1. Overview

With the ubiquity of massive computational power Deep Learning is finally getting its momentum. The application of Deep Learning is wide - starting from self driving car to assist doctors to find out early stages of cancer. At present Google’s TensorFlow is one of the most popular Deep Learning framework in the community. Even though distributed TensorFlow can be deployed on modern HPC systems seamlessly, the performance of TensorFlow depends heavily on the efficacy of its communication engine and the underlying network. As the DL network grows in depth and in terms of number of parameters the variable updates between different nodes become a critical bottleneck. gRPC, a widely used Remote Procedure Call framework that enables client and server applications to communicate transparently, is the main communication engine of TensorFlow. After a comprehensive analysis of TensorFlow, we develop an adaptive RDMA based gRPC (i.e., AR-gRPC) that is solely capable of accelerating TensorFlow. RDMA-TenorFlow leverages AR-gRPC to accelerate Deep Learning in modern HPC clusters.

2. System Requirements

RDMA-TensorFlow release requires the following software to be installed on your system:

3. Installing RDMA-TensorFlow

To install RDMA-TensorFlow you need to donwload the python whl package and follow the following instructions

pip install rdma_tensorflow-0.9.1-cp27-none-linux_x86_64.whl

4. Running RDMA-TensorFlow

In this section, we show examples of running TensorFlow CNN benchmark using RDMA-TensorFlow.

We assume that you have installed RDMA-TensorFlow and cloned the TF_CNN git repo (Please use commit id:203f73adf18dc324188a276bc0f3f7c78a6f48bf while cloning this repo)

This example shows how to run resnet50 DNN on 1 Parameter Server and 2 workers. Change the model parameter to run other available DNNs in TensorFlow CNN benchmark.

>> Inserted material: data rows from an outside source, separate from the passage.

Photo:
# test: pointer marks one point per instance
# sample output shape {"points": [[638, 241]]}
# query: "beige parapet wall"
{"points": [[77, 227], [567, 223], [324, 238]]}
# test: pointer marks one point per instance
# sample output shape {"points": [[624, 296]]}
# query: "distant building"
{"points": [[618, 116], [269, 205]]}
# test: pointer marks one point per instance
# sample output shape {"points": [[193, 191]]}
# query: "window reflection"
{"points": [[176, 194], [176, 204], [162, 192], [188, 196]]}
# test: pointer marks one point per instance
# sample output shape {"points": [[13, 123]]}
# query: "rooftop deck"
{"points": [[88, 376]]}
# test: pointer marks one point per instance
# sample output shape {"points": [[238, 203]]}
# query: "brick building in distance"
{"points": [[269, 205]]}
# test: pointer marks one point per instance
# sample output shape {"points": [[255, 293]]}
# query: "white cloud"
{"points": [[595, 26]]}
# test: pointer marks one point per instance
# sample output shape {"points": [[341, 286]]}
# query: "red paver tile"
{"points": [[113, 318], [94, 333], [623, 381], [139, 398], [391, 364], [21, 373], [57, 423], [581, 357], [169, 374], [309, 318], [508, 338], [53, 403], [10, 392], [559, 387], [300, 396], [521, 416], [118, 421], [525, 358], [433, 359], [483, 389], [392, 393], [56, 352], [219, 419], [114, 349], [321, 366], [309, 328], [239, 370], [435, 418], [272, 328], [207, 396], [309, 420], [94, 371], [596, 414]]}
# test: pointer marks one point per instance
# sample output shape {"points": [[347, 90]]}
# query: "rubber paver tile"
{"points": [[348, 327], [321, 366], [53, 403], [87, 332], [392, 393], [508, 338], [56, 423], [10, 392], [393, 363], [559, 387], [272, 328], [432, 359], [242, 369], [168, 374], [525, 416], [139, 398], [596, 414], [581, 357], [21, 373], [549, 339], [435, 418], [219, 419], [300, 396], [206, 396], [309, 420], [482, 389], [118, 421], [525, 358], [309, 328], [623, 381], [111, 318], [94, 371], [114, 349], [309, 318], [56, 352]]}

Start the Parameter Server:

python benchmarks/scripts/tf_cnn_benchmarks/tf_cnn_benchmarks.py --local_parameter_device=cpu --num_gpu=1  --batch_size=32 --model=resnet50 --variable_update=parameter_server --job_name=ps --ps_hosts=10.3.1.1:50000  --worker_hosts=10.3.1.2:50001,10.3.1.9:50002 --task_index=0 --server_protocol=grpc

Start the Worker 1.

python benchmarks/scripts/tf_cnn_benchmarks/tf_cnn_benchmarks.py --local_parameter_device=cpu --num_gpu=1 --batch_size=32 --model=resnet50 --variable_update=parameter_server --job_name=worker --ps_hosts=10.3.1.1:50000 --worker_hosts=10.3.1.2:50001,10.3.1.9:50002 --task_index=0 --server_protocol=grpc

Start the Worker 2.

python benchmarks/scripts/tf_cnn_benchmarks/tf_cnn_benchmarks.py --local_parameter_device=cpu --num_gpu=1 --batch_size=32 --model=resnet50 --variable_update=parameter_server --job_name=worker --ps_hosts=10.3.1.1:50000 --worker_hosts=10.3.1.2:50001,10.3.1.9:50002 --task_index=1 --server_protocol=grpc

5. Configuration

RDMA-TensorFlow has been tested with the default options and everything should work right out of the box. However, we expose certain environment variables for user's flexibility. Users can export these environment variables with permitted inputs.

5.1. Enable/ Disable RDMA

By default RDMA-TensorFlow has RDMA enabled. However, the users have the flexibility to disable RDMA and use the default communication engine.

  • TF_RDMA_ENABLED

    • Default: true

    • To disable RDMA features set this to false.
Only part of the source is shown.